Under this provision, the rule set out in the return of the respondents was established and amended. The question now is as to the interpretation of the rule. It will be observed that the rule states that
"when an appeal is entered in the court below which shall operate as a supersedeas of the judgment,
order, or decree appealed from, or when there has been a special order or appeal bond for the stay or supersedeas of the judgment, decree, or order appealed from, in all such cases it shall be the duty of the appellant, within forty days from the time of the appeal entered and perfected in the court below (unless such time for special and sufficient cause be extended by the court below, or the judge thereof by whom the judgment, decree, or order may have been rendered, such time to be definite and fixed), to produce and file with the clerk of this Court a transcript of the record of such cause."

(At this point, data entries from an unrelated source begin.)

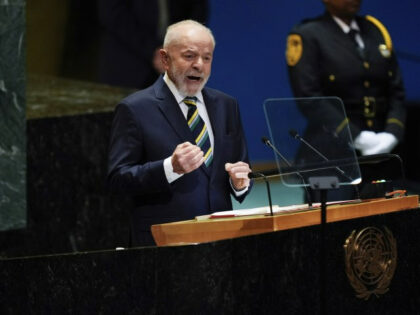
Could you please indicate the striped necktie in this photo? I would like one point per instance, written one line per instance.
(199, 129)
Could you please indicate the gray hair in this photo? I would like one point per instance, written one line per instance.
(172, 33)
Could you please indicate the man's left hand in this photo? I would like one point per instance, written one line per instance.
(238, 173)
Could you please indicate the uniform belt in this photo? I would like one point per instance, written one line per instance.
(368, 106)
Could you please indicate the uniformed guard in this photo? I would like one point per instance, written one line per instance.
(349, 56)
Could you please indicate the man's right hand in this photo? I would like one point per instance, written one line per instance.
(186, 158)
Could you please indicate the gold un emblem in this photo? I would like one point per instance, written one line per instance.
(371, 259)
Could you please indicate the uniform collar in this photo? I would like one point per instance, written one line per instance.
(346, 28)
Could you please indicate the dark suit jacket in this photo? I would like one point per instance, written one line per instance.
(147, 127)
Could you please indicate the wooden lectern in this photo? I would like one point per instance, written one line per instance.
(193, 231)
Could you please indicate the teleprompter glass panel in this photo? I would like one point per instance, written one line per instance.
(311, 138)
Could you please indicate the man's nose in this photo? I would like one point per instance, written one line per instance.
(198, 64)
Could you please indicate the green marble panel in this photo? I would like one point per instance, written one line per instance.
(12, 116)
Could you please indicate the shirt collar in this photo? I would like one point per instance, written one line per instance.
(178, 96)
(346, 28)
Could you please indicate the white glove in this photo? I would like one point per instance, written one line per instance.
(366, 140)
(387, 142)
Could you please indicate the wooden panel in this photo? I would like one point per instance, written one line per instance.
(193, 231)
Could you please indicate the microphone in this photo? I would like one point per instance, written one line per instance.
(259, 175)
(267, 142)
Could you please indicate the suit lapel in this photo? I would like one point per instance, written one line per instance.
(170, 109)
(216, 119)
(173, 114)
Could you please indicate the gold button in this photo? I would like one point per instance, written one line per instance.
(367, 103)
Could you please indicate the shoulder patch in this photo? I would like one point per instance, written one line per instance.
(294, 49)
(383, 30)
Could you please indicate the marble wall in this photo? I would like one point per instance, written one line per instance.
(12, 115)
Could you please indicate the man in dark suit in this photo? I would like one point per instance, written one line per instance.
(345, 55)
(172, 174)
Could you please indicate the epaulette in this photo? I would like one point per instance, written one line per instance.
(383, 30)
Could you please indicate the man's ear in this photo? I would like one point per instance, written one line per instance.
(164, 57)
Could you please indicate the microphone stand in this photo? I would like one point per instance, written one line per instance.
(261, 175)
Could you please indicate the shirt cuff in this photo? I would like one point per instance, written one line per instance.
(171, 176)
(238, 193)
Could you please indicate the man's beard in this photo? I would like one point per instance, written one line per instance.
(183, 87)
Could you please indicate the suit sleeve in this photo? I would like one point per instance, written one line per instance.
(242, 152)
(128, 172)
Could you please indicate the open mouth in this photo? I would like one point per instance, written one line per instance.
(193, 78)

The contention of the parties turns on this provision. Is it to be interpreted independently or in connection with and as receiving meaning from the subsequent provision commencing with the words "in any and all cases?" Or, in other words, is the rule to be applied differently when the appeal operates as a supersedeas from what it does when the appeal does not so operate? The appeal of relators did not so operate, and the relators contend that their cause "was not of the class of cases to which the rule relates," and therefore no rule or authority imposed on them the duty of filing the transcript within the forty days, but that their case falls under that part of the rule which provides for filing the record in cases where there was no supersedeas or stay. "It does not enlarge in any manner," counsel say, "the cases specified in the former part of the rule, and to which the duty of filing within forty days is confined." The Court of Appeals held otherwise, and declares in its reply, which is very circumstantial, that the rule, even as originally framed, was intended to have a different meaning from that which relators put upon it, but upon doubts arising it was amended to remove the doubts, and
"in all cases, whether there had been a supersedeas or not, to fix a period of time within which the transcript should be filed in the Court of Appeals (subject to the authority given by the rule itself, to the court below or a judge thereof, to extend the time). Otherwise there would have been no provision at all for cases in which there should be no supersedeas."
The answer also states --
"The rule as so understood and construed by the respondents has been enforced in every case in which it has been brought to the attention of the respondents. So far as they know, no
case has arisen since September 29, 1894, in which the transcript has not been filed within forty days from the time of the appeal entered and perfected in the court below, except where the time has been extended in accordance with the rule, by an order made by a judge of the court below before the expiration of the time limited by the rule or by a previous order. In the case of the District of Columbia v. Humphries, 11 App.D.C. 68, the appeal was dismissed solely because the transcript was not filed in the Court of Appeals within the forty days prescribed by the rule in question, and without reference to whether the appeal operated as a supersedeas. The opinion of the Court of Appeals in that case was published among the regular reports of that court in 1898."
Under these circumstances, we are of the opinion that the rule must receive the interpretation which was given it by the Court of Appeals.